Chapter 8: Conservation of Energy

These flashcards cover key concepts and definitions from Chapter 8 on the Conservation of Energy, focusing on both conservative and nonconservative forces, potential and mechanical energy, and related problem-solving techniques.

conservative force

The work done by the force on an object depends only on the initial and final positions, not on the path taken.

equation for gravitational potential energy

U = mgy where m = mass, g = acceleration due to gravity on earth and y = height above the reference point.

Potential energy as an object falls

Potential energy is converted into kinetic energy as the object drops.

The principle of conservation of mechanical energy

If only conservative forces do work, the total mechanical energy of a system remains constant.

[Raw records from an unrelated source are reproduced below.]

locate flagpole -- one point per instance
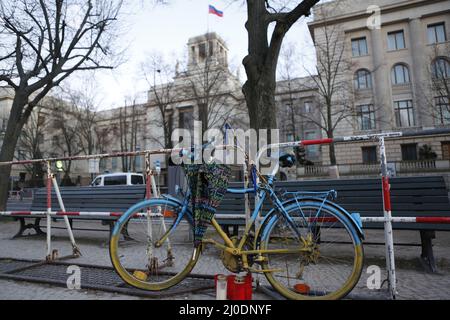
(207, 21)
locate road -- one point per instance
(413, 282)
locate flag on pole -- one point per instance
(213, 10)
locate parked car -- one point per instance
(116, 179)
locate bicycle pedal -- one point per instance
(260, 259)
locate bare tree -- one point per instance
(128, 132)
(43, 43)
(436, 91)
(262, 59)
(159, 75)
(332, 82)
(208, 87)
(30, 144)
(65, 141)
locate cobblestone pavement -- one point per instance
(413, 282)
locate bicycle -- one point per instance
(307, 246)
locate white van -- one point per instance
(117, 179)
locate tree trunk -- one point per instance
(259, 90)
(332, 149)
(15, 125)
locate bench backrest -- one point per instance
(410, 196)
(92, 199)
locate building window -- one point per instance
(40, 138)
(211, 48)
(445, 150)
(443, 110)
(312, 152)
(186, 118)
(114, 163)
(138, 161)
(409, 152)
(396, 40)
(440, 68)
(41, 120)
(55, 141)
(308, 106)
(366, 117)
(400, 74)
(404, 113)
(202, 50)
(436, 33)
(359, 47)
(21, 155)
(363, 79)
(290, 137)
(369, 155)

Energy be conserved when nonconservative forces are present

The work done by nonconservative forces must be accounted for in the energy conservation equation: ΔK + ΔU + W_NC = 0.

Escape velocity

is the speed needed for an object to break free from the gravitational attraction of a celestial body, without further propulsion.

Power in the context of work

is the rate at which work is done or the rate at which energy is transformed.

potential energy diagram indicate stability

Stable equilibrium occurs at points where potential energy is minimized, while unstable equilibrium occurs at points where potential energy is maximized.

gravitational assist

is when a spacecraft's speed is increasing by passing near a planet or moon, reducing the energy required for the journey.

equation for elastic potential energy of a spring

is given by U = (1/2)kx², where k is the spring constant and x is the displacement from its equilibrium position.